New York — New York City's success in collecting back water charges from foreign diplomatic missions and consulates has whetted its appetite for still another wave of demands from them. This time the goal is payment of real estate taxes.
Many of the city's 152 missions and 90 consulates, as well as some universities, are finally being tapped for old water charges -- some dating to 1967 -- because of Mayor Edward Koch's bite-the-bullet fiscal conservatism. Some $3.3 million has been collected to date.
Indications now are that while 28 of the missions and consulates have not yet paid their water bills, only a few of these feel the city is giving diplomatic privilege a bath and have not agreed to pay up.
Now, for the first time in many years, the city is pressing for the potentially far more lucrative back real estate taxes. According to Alan Parter , deputy commissioner of the New York City commission for the United Nations: " 24 missions and consulates are in arrears. Hundreds of thousands of dollars are owed."

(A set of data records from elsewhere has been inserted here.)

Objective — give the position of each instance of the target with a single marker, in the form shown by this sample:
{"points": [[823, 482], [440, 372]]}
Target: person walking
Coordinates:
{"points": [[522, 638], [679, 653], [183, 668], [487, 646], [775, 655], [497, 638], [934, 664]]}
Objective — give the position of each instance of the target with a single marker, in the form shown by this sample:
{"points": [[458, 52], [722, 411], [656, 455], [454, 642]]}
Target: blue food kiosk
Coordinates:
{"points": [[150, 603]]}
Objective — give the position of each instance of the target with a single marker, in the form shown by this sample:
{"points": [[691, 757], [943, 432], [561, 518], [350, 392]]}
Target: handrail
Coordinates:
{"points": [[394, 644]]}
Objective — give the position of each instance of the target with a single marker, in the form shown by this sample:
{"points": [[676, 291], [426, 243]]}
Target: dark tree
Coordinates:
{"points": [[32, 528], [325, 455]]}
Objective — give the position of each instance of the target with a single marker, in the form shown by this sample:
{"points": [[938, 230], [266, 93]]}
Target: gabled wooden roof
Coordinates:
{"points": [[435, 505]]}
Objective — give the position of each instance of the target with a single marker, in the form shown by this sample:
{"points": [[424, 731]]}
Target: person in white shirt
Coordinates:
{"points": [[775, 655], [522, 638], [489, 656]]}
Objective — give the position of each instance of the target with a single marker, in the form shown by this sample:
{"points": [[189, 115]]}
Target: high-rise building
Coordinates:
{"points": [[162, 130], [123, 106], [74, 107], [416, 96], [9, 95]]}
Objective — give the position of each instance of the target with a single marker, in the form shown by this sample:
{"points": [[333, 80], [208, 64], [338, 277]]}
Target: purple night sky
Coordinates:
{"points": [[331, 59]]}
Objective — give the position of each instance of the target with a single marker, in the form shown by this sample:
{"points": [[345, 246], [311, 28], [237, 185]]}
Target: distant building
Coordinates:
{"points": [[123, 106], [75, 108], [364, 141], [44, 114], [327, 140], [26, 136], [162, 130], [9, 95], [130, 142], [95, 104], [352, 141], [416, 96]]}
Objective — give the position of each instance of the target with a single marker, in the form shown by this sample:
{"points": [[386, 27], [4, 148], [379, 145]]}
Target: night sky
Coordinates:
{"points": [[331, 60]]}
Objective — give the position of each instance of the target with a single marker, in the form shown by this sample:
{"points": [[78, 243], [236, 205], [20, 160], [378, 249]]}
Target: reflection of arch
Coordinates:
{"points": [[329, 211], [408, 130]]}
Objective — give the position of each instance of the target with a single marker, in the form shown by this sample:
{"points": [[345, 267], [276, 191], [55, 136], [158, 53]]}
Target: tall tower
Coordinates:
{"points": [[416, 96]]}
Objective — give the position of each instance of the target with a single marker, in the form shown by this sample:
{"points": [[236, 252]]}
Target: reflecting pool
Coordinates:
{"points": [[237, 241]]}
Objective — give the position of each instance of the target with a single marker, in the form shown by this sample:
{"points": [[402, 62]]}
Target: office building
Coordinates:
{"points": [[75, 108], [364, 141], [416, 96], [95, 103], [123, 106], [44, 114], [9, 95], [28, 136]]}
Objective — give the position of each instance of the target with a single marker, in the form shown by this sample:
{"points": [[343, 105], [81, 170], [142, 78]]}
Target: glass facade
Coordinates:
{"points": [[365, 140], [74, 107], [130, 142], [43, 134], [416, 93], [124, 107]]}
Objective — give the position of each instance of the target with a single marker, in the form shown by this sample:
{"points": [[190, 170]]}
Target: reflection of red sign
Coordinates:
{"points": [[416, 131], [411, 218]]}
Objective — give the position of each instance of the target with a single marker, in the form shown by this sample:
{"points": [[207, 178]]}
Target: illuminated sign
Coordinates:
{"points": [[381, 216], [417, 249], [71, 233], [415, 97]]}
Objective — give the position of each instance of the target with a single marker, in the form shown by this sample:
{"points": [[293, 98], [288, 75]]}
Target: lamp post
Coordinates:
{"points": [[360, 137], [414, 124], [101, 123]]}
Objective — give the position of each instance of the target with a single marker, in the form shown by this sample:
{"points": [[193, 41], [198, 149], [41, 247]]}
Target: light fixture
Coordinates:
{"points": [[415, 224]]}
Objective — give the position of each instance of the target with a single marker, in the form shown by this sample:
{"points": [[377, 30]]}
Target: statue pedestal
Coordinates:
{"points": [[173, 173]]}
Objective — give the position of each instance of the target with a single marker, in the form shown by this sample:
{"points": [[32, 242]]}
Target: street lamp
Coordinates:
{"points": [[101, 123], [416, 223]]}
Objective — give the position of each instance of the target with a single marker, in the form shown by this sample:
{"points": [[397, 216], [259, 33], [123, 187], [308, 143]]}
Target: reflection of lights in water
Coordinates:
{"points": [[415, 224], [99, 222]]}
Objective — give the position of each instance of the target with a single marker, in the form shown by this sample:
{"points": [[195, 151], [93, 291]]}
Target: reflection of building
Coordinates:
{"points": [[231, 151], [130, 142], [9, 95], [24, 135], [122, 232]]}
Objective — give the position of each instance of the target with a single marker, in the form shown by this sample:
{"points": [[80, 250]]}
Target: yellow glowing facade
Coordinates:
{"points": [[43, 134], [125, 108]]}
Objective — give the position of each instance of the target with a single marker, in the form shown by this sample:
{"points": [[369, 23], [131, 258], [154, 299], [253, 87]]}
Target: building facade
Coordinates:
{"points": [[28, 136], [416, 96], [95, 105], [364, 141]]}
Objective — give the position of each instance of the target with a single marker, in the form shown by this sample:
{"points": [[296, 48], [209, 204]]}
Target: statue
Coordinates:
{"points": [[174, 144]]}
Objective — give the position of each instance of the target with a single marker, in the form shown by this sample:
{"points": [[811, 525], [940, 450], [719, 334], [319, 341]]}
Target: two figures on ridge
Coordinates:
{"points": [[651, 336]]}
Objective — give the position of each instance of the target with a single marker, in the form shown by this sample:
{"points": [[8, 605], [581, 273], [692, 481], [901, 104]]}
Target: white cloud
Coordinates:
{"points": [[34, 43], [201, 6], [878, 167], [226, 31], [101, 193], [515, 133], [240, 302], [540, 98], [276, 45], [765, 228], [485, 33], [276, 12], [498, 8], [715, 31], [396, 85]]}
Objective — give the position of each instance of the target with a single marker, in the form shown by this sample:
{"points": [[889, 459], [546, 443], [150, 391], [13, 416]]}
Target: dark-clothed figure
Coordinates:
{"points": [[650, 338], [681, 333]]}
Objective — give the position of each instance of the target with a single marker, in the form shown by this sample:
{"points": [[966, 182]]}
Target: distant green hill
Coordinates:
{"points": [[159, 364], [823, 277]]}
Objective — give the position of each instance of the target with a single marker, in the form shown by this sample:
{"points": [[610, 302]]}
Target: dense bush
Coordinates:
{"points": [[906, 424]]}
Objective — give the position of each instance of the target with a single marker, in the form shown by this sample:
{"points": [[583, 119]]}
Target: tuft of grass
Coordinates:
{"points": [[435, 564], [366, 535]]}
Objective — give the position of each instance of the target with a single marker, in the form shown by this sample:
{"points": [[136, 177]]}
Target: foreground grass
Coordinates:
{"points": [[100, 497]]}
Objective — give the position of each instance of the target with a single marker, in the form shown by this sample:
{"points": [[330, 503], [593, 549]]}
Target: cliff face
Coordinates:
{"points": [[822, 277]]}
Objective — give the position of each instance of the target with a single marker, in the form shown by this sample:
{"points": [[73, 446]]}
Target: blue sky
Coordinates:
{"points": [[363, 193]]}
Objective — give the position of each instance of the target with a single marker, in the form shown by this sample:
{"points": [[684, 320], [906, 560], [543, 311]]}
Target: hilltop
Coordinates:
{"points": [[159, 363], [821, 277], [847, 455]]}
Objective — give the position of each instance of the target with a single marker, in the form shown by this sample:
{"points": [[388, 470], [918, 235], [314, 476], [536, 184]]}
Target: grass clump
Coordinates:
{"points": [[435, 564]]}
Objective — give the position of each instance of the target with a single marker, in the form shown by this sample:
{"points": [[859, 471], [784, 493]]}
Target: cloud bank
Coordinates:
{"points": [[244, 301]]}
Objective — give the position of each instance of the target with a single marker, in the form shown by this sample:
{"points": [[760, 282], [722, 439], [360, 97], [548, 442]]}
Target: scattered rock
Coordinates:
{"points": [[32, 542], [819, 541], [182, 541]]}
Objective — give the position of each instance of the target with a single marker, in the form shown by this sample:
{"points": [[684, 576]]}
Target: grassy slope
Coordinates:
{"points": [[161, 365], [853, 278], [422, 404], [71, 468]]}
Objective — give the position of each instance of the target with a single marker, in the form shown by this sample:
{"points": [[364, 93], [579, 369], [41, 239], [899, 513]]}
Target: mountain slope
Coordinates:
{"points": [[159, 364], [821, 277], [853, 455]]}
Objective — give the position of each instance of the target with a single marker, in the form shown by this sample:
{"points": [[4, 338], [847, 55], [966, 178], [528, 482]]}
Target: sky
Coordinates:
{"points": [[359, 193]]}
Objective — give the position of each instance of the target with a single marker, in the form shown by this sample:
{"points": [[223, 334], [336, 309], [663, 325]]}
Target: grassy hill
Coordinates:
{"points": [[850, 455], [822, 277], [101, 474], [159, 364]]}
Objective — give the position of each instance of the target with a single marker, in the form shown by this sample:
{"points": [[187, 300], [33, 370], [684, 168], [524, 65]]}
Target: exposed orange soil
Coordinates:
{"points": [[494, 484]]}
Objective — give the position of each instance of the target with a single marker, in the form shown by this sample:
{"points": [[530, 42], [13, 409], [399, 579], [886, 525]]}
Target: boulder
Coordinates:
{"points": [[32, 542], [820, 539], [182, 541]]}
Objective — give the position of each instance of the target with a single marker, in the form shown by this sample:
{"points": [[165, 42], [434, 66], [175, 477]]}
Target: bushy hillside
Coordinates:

Some consulates and missions are promising to fight the payment of real estate taxes in the courts on the grounds that international law, based on reciprocal arrangements between countries, exempts them from real estate taxes. City law, however, states plainly that only the office space and residences of the highest diplomatic officer (and his or her family) of a consulate or mission are exempt from real estate taxes. This leaves residential property of lower-level employees open to taxation.
"We're only asking for what's owed us," says Joel O'Brien, a spokesman for Mayor Koch. "But some diplomats feel, 'We're diplomats; we're exempt.'"
Mayor Koch has warned that missions and consulates refusing to pay city water bills will have their water turned off.
"Let them drink Perrier," another city official said, referring to the popular brand of bottled water.
The city also will begin to put liens on buildings for which real estate taxes have been withheld, Mr. Parter says.
According to city law, no consolate or mission was ever exempt from paying water charges, even though many thought they were. Hospitals and certain charitable institutions are exempt, it is pointed out, but colleges and universities must apply annually to the city Board of Estimate for a cancellation of charges. However, since July 1, 1978, both Mayor Koch and City Council president Carol Bellamy have opposed cancellations for colleges and other institutions of higher learning. And they have enough votes on the Board of Estimate to kill all cancellation bids.
Initially, many schools and foreign offices protested the water charges. One of these was Columbia University. But the school recently came through with a down payment of $123,558.83 for water owed since July 1, 1978, and "We're not protesting that any further," spokesman Fred Knubel says. Before 1978, Columbia had succeeded in getting its bills canceled by the Board of Estimate.
Colombia -- the South American country -- owed $20,000 for water its mission and consulate used since 1967. That bill has been paid.
But Mexico and several other nations apparently still are protesting the water charges. Said one Mexican consular official, "We will have to check first if we are providing the US with free water in Mexico."
Paul Fraser, a spokesman for the Canadian Consulate here, said of the water charges and real estate taxes: "We're not behind in anything. We don't ask for exemptions."